The Biggest And The Most Powerful Fire Extinguisher In The World
Meet a monster fire fighting vehicle know as the “Big Wind”.
It is not only the biggest (in terms of weight) “fire engine”, Big Wind is also the most powerful fire extinguisher in the world.
Big Wind was a weapon created for battling oil fires during war in the Middle East.
In 1991 during the first Gulf war, a retreating Iraqi army was ordered by Saddam Hussein to set Kuwaiti oil fields on fire.
The specs are massive. First off, it churns out 8,000 gallons of water per minute.
That water is thrust out of its 2 pumps at a rate of 27,000 pound-foot.
To put these specs in prospective, a high-end “Rosenbauer N-Series” fire truck pump, set at its highest level, cranks out 1,500 gallons per minute.
The vehicle is also a creation from war.

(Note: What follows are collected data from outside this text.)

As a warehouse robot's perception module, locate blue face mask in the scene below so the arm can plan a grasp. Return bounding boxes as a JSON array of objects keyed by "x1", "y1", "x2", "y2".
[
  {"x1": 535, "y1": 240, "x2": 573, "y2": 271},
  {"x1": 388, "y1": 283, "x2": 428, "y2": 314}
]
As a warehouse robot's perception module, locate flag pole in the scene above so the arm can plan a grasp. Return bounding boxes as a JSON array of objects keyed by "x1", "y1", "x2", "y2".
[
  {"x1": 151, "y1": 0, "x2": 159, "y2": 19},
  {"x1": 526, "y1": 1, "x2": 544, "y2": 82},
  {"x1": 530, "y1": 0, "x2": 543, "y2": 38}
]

Specifically the remains of our “Cold War” with Russia.
Big Wind is made from an old Russian T-34 tank which weighs in at 46-tons (92,000-lbs.). Mounted on top of those tracks are two 10-foot long engines.
The engines come from MiG-21 fighter jets.
Those jet engines carry a total of 800 gallons of flammable kerosene.
Using the jet exhaust to spray water from the 6 nozzles, in one single second, 220 gallons of fire fighting water churns out.
The speed of the water meeting-up with the engine’s thrust measures in at a top rate of 770 miles per hour.
Using a vehicle filled to the brim with explosive jet fuel, the brave men battled fires that hit temperatures of 2,000 degrees Fahrenheit with flames reaching heights of 300 feet in the air.
What if you put this bad-boy to use on your backyard pool?
If you needed to fill-up the average U.S. home swimming pool, Big wind could get the job done in a total of 57 seconds (average circular pool 18′ with total of 7,646 gallons). If you can afford an average rectangular pool of 32′ by 16′ that number bumps up to 17,280 gallons…in which, you’d have to wait for a whopping 2 minutes and 10 seconds.
It can sustain its spraying power for up to 20 minutes.
The two “arms” can also hit a fire with a direct spray while raining down water from a high angle to put out the fires too. That is how the Big Wind battled the fires during the Gulf War that raged from 8,000 gallons of oil per minute. Fighting fire with fire.